Ce qui caractérise Mulhouse, on le voit, c’est tout de suite qu’elle veut être et demeurer uniquement Mulhouse. Alsacienne, elle a d’abord obtenu ses libertés de l’Empire et profité de la faiblesse de l’Empire pour s’instituer petit État indépendant. Quand elle comprend qu’elle ne peut, au milieu de tant d’ennemis, garder toute seule cette précieuse indépendance, elle s’unit à la Suisse, parce que la forme politique de la Suisse lui permet d’entrer dans la Confédération, sans s’y fondre, en conservant son autonomie, et que de plus elle trouve chez ses voisins des lois, des mœurs, des usages pareils aux siens. Je ne crois pas qu’il ait jamais existé des bourgeois aussi violemment attachés à leur petite ville : Mulhouse, pour eux, c’est tout l’univers ; ils ne désirent qu’être Mulhousiens et ils ne s’efforcent qu’à cela. Et ce caractère persiste encore aujourd’hui. La Réforme religieuse pourra apporter dans la cité une guerre civile sanglante, les exils, les délations, les supplices, la rupture avec les cantons suisses catholiques, et pousser la maison d’Autriche à tenter de l’assujettir de nouveau : dans ce terrible désarroi, les Mulhousiens n’oublieront pas un moment de préserver leur indépendance. Quelle habileté et quelle énergie ils durent y employer ! La France d’ailleurs les y aida ; et quand, après les horreurs de la guerre de Trente ans, l’Alsace lui fut cédée, non seulement elle reconnut Mulhouse État libre et partie intégrante de la Confédération helvétique, mais elle s’attacha à lui témoigner une continuelle bienveillance. Si le Roi venait en Alsace, il recevait avec les plus grands égards les députés de Mulhouse ; si les députés de Mulhouse pour quelque occasion solennelle venaient à Paris, ils étaient entourés d’honneurs. Fidèles au traité, les Mulhousiens, participant aux guerres du royaume, versaient généreusement leur sang pour la France. Ainsi le présent préparait l’avenir.

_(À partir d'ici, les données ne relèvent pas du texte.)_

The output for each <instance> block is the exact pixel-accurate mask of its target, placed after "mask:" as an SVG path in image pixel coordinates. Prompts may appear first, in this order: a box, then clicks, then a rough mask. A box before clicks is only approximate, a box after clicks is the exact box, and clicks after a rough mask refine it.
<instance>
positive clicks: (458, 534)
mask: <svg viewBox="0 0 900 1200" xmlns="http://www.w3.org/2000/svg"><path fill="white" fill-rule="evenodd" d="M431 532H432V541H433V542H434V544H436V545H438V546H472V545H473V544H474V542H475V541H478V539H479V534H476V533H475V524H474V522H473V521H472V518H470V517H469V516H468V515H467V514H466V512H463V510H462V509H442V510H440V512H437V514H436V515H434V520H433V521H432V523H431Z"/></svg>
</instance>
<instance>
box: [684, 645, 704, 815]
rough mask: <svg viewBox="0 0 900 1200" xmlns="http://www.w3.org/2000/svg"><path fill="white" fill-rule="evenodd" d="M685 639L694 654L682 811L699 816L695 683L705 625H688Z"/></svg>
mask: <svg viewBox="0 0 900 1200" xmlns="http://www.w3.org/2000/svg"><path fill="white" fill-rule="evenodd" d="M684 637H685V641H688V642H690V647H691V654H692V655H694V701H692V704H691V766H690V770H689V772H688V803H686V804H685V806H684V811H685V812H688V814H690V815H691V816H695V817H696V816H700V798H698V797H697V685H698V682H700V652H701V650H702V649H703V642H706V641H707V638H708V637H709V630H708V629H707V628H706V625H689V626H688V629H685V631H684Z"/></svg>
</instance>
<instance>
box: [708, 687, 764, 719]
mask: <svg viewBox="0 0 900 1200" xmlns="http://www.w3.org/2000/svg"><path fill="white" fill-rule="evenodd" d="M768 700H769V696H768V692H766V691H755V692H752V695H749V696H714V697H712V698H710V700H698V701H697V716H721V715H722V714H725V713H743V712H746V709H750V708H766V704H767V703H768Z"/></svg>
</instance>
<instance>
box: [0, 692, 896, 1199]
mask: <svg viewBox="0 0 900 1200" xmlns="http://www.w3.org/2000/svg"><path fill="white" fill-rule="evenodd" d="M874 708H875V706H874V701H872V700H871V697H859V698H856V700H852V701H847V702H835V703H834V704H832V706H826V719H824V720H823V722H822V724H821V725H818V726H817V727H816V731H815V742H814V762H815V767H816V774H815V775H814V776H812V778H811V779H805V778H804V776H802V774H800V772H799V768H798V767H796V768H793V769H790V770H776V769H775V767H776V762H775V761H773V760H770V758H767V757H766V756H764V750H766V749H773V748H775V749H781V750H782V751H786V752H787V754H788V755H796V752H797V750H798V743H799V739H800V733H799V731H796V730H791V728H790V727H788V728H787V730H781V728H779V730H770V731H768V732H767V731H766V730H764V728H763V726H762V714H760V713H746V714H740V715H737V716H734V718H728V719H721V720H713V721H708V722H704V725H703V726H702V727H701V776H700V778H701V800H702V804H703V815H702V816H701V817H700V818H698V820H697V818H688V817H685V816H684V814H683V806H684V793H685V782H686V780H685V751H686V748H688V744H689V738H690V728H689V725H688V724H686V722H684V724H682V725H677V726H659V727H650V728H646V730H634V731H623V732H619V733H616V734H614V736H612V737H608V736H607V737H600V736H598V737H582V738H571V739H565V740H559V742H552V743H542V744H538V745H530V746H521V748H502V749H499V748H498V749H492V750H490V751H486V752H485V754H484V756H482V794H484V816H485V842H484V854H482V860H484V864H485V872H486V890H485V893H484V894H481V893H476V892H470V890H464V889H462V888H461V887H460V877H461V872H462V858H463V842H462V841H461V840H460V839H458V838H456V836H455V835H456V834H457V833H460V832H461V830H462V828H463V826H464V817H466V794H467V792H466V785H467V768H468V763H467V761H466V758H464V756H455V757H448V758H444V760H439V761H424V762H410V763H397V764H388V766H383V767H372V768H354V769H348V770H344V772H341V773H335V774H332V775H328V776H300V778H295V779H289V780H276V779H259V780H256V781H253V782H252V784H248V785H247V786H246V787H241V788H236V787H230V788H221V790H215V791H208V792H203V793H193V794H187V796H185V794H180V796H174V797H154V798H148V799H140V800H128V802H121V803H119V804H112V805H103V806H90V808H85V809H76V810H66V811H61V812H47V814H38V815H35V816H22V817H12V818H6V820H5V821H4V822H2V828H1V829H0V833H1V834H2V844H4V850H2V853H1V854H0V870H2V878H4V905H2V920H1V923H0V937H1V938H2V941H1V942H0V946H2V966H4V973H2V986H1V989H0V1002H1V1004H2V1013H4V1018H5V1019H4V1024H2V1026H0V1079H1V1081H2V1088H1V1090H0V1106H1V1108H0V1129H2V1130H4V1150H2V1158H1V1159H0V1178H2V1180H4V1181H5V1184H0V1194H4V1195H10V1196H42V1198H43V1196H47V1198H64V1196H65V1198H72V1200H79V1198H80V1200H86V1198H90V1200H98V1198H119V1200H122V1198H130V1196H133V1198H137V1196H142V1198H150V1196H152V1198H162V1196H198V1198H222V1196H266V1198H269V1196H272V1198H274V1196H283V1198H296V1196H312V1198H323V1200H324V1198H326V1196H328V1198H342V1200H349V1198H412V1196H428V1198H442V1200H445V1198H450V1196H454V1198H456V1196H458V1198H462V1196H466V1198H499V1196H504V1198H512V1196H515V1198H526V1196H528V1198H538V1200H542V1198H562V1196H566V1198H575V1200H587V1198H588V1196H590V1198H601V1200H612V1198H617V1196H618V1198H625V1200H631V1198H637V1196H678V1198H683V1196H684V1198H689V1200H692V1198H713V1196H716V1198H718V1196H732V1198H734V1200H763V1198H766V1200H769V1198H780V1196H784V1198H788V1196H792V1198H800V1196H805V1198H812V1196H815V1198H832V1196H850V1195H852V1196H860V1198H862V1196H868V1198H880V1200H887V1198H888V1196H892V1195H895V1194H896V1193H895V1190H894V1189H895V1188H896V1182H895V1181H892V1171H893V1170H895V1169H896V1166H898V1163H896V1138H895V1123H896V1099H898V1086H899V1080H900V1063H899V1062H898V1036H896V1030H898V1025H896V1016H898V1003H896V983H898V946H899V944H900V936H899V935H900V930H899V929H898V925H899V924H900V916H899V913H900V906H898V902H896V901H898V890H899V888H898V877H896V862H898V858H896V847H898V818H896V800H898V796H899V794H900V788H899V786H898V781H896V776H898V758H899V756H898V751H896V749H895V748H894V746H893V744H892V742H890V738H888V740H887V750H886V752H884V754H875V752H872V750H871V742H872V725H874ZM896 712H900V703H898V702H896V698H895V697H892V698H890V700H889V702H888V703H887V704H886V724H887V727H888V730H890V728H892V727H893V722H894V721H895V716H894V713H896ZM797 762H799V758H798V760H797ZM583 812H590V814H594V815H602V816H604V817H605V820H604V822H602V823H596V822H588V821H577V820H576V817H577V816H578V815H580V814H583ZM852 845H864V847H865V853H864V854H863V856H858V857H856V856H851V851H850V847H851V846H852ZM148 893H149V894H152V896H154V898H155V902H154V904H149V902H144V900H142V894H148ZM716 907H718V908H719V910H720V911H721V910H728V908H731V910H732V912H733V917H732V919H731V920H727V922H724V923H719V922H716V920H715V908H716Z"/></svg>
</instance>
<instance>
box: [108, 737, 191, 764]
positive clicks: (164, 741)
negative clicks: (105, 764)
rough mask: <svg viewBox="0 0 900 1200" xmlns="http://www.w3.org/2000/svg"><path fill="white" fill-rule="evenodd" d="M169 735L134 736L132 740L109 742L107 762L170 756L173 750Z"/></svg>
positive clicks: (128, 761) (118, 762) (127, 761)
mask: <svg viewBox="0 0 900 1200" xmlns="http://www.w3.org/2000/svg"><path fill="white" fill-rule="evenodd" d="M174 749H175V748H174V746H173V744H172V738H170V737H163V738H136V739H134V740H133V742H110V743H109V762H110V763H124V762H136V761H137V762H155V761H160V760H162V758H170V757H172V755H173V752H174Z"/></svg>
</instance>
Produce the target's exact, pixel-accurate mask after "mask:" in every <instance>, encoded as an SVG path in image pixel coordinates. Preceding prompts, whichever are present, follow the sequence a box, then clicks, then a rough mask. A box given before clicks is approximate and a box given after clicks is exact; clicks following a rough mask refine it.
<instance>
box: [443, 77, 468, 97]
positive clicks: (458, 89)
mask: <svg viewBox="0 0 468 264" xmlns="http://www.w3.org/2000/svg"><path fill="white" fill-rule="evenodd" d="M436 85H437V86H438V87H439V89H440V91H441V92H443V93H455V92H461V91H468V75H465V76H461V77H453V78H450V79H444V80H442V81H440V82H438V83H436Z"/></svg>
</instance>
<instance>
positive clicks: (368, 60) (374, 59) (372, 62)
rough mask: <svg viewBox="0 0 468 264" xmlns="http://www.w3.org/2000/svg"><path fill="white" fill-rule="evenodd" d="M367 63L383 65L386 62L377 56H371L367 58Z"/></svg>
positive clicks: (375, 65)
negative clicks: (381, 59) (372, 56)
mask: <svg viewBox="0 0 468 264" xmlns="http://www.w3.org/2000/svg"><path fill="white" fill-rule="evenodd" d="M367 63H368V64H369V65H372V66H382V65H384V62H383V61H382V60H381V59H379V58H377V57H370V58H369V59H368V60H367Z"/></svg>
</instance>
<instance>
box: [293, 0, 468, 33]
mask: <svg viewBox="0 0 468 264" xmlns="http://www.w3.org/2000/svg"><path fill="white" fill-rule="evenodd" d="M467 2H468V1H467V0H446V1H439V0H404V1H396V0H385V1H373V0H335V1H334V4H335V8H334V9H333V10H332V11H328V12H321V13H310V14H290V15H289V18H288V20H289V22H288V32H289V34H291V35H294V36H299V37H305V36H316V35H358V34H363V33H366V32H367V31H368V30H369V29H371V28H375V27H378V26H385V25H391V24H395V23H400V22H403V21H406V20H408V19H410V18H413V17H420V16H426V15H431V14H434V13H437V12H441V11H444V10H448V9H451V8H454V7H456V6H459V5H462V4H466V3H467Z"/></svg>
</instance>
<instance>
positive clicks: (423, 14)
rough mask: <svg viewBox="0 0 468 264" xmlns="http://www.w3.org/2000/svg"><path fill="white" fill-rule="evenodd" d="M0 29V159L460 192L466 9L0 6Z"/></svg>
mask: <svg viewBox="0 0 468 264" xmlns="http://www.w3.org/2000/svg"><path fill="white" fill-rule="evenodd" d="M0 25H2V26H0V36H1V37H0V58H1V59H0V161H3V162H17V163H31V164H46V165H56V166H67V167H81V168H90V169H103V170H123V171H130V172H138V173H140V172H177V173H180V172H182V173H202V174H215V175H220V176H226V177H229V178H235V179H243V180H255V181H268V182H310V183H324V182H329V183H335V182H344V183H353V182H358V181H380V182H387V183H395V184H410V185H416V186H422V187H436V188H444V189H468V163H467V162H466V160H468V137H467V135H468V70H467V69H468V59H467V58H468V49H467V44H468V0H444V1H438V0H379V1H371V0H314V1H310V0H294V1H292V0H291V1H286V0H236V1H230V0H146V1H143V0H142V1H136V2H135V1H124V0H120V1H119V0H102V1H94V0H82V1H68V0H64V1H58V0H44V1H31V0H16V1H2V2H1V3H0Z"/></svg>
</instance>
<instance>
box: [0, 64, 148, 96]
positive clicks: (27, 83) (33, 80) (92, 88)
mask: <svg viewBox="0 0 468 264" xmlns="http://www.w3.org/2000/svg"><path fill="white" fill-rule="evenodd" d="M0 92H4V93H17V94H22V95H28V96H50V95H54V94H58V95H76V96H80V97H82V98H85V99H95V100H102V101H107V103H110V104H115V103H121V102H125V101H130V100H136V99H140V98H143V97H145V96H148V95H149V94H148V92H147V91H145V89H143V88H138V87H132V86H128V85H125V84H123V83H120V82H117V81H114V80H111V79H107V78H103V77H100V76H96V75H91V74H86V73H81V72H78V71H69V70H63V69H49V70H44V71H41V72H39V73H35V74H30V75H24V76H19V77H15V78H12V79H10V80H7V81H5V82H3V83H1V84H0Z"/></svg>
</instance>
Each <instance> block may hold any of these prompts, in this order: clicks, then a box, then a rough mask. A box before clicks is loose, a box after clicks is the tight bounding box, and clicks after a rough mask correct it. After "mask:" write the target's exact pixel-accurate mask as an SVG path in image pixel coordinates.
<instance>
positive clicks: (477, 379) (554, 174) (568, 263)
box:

Ce serait ignorer le naturel alsacien que d’imaginer qu’en des temps si bouleversés la vie fut cependant misérable. Comme les Mulhousiens habitaient une terre féconde, ils aimaient tout ce qu’elle produisait d’excellent. À Mulhouse, on vivait bien[1]. Et tout d’abord, la cuisine y était en grand honneur. Montaigne, qui traversa Mulhouse, écrit que les Mulhousiens ont plus de soucis de leurs dîners que de tout le reste et qu’ils sont excel-

  1. Le vieux Mulhouse à table. Imprimerie Bader, 1875, par Auguste Klenek.